Syntactic and semantic factoring

Syntactic factoring: A term with multiple words is divided into smaller components.Example: rye bread into rye + bread; Irish emigration into emigration + Irish

Semantic factoring: A term is divided into multiple elementary concepts. Example: apartment into dwelling + rental + shared building.

Semantic factoring

Most standards/authorities don’t recommend semantic factoring, and there aren’t rules you can use to help with it.

But semantic factoring can sometimes help you discover missing concepts in your subject language.

It might be extreme to describe Passover as “holiday + Jewish + commemoration + Exodus,” but doing so might make us consider both religion and commemoration of events as aspects common to many holidays.

Parsing compounds

A compound term consists of a focus (the class of things or events) and a difference, which modifies the class and makes a subclass.

Examples:• Car tires: Focus is tires, difference is cars. • Opera singing: Focus is singing, difference is opera. • Mushroom hunter: Focus is hunter, difference is mushroom.

Action/patient factoring

If the term contains an action (focus) modified by the recipient of the action (difference), factor.

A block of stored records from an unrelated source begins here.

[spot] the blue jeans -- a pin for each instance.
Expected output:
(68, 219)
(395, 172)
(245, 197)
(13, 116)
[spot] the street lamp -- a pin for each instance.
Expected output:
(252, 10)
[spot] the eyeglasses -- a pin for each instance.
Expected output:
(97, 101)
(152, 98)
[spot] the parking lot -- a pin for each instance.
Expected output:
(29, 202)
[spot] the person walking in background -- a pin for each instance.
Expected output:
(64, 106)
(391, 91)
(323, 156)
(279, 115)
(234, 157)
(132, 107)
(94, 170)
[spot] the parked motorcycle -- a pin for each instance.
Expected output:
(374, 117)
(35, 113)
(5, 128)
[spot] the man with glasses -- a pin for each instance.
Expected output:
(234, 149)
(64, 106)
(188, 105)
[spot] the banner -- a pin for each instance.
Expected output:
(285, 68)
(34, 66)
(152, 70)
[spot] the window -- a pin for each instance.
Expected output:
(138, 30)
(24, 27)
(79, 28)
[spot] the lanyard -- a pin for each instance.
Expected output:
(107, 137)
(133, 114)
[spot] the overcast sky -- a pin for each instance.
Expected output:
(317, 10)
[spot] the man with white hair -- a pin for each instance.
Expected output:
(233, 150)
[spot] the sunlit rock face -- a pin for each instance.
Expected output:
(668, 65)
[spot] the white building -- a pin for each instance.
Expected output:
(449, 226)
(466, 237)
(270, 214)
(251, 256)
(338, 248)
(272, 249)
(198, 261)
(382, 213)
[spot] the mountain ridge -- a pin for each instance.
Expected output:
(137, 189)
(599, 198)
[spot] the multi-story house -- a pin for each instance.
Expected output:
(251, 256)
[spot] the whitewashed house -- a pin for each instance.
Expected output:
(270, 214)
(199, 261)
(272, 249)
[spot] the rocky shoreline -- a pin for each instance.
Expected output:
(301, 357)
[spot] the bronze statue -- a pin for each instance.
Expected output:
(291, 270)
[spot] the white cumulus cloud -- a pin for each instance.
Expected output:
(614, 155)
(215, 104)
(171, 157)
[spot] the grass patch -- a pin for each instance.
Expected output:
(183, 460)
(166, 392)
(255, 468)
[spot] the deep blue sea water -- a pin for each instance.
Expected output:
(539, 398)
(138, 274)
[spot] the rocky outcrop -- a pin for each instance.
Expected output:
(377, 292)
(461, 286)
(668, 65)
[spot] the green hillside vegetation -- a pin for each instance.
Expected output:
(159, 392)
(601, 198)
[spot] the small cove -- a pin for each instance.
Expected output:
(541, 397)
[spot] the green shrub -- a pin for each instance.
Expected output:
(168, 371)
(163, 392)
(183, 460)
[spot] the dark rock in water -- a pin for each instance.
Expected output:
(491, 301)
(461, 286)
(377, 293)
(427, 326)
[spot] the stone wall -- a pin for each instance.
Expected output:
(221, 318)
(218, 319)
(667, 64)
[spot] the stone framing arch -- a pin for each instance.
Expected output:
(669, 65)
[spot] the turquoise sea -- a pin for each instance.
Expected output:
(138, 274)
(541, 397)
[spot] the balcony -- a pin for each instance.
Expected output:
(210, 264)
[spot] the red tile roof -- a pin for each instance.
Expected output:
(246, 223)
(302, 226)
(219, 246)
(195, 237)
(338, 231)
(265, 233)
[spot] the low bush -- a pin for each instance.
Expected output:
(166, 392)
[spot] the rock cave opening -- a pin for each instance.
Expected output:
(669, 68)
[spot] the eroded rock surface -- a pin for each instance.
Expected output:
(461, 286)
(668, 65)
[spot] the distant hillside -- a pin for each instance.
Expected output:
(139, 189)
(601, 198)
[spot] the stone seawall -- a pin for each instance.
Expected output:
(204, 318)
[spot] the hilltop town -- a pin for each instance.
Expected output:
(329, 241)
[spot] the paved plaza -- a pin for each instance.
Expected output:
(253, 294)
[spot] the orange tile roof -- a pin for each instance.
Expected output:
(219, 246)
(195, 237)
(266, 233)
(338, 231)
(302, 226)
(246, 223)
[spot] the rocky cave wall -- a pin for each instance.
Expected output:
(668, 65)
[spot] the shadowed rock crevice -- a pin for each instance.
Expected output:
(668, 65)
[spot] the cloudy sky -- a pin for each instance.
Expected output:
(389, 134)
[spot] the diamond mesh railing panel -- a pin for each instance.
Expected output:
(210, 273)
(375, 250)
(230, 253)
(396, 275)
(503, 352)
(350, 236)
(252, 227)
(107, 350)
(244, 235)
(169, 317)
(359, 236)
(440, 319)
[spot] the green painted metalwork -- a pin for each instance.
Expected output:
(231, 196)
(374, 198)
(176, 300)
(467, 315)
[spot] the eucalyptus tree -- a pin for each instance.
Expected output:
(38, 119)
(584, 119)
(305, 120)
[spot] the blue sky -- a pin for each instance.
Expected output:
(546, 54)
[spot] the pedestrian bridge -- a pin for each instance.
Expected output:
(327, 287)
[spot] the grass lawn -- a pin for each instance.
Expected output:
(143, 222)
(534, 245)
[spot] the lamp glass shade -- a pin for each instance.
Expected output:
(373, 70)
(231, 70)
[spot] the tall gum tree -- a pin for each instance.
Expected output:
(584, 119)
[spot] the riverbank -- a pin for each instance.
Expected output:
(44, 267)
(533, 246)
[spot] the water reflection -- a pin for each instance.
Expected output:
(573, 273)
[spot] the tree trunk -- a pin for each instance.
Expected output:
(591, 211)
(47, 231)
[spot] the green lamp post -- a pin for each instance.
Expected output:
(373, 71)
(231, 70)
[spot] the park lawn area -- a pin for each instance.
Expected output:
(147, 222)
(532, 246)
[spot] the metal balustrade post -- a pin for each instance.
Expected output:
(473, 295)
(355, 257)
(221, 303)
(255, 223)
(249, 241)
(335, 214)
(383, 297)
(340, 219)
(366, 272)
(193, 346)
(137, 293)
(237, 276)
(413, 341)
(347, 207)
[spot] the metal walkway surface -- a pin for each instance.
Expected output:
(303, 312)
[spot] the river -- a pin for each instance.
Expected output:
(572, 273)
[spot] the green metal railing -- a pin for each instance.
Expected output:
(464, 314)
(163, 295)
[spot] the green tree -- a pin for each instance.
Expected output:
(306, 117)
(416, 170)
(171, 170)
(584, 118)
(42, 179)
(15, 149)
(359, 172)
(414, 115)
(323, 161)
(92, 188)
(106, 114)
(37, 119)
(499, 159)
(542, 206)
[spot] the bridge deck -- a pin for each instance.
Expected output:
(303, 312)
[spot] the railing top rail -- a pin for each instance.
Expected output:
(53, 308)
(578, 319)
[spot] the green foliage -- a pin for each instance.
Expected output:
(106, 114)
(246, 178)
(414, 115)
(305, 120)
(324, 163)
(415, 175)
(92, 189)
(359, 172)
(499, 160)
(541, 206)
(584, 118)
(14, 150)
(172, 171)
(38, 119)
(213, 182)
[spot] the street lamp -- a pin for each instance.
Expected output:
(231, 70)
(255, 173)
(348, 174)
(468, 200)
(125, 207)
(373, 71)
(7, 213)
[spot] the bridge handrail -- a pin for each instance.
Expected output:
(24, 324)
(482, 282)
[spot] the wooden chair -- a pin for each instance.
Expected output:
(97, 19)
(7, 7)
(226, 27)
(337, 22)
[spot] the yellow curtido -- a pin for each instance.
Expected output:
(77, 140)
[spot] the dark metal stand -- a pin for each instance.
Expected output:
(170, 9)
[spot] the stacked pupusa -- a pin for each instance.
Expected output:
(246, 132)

But if the term refers to a material (focus) as modified by an action (difference), don’t factor.

Example:Hair dyeing: hair + dyeingBronze engraving: bronze + engraving But don’t factor: dyed hair, engraved bronzes

Part/whole factoring

If the focus refers to a part or property, and the difference refers to the whole or the possessor of the part or property, factor.

But if the focus is the whole, and the difference is the part or property, don’t factor.

Examples:Soil acidity: soil + acidityCar tires: tires + carsDon’t factor: spare tires, rain forest. Maybe: pine forest, redwood forest.

Action/performer factoringIf the term contains an intransitive action (focus) modified by the performer (difference), factor.

If the performer (focus) is modified by its performance of an intransitive action (difference), don’t factor.

Examples:Student meeting: students + meetingsLemur migration: lemurs + migrationsBut don’t factor: migratory birds

Determination of facet structure

Ranganathan started from the top down: describing fundamental categories (PMEST) for all subjects and organizing components into those universal facets.

The Classification Research Group (CRG), as described by Vickery, advocates beginning from the bottom up: reviewing components and assigning preliminary fundamental categories based on the concept’s definition within the classification’s domain, then looking for commonalities in these preliminary choices. Facets are specific to each classification.

Principles for creating facets

Some elements to consider when creating facets:

•Independence (are the facets mutually exclusive?).

•Semantic importance (do the facets represent the most important fundamental types in the domain?)

•Balance (are the facets at similar levels of abstraction?)

•Comprehensiveness (do the facets include all important subject components in the domain?)

•Hospitality (would it be easy to add more concepts to a facet?)

•Relevance (are the facets of interest to the identified user group and purpose)?

Faceted browsing on the Web

Hearst’s Flamenco is an interface to support browsing of faceted structures on the Web.

The Hearst article that you read describes how users preferred the faceted browsing interface to a search engine when exploring the collection.

(Note that the facets that Hearst used in the Flamenco system are semi-automatically generated and not, perhaps, the best that one might create...)

Your own classification design project

• Continue compiling potential concepts from source documents.

• Use your audience and purpose, as well as your subject knowledge, to refine the scope of your classification: its boundaries and its central and peripheral areas.

• Break down your candidate concepts into components: generate broader/narrower/linking concepts as appropriate.

• Define each concept’s particular meaning in the context of your classification.

• Wrangle your concepts into a classified structure.

Assignment progress check

• Bring drafts to class next week for peer feedback sessions (especially a draft of your classified structure).

• Also, everyone will have a five-minute check-in with me: you will tell me your subject, audience, and purpose in a few sentences, and explain your classified structure.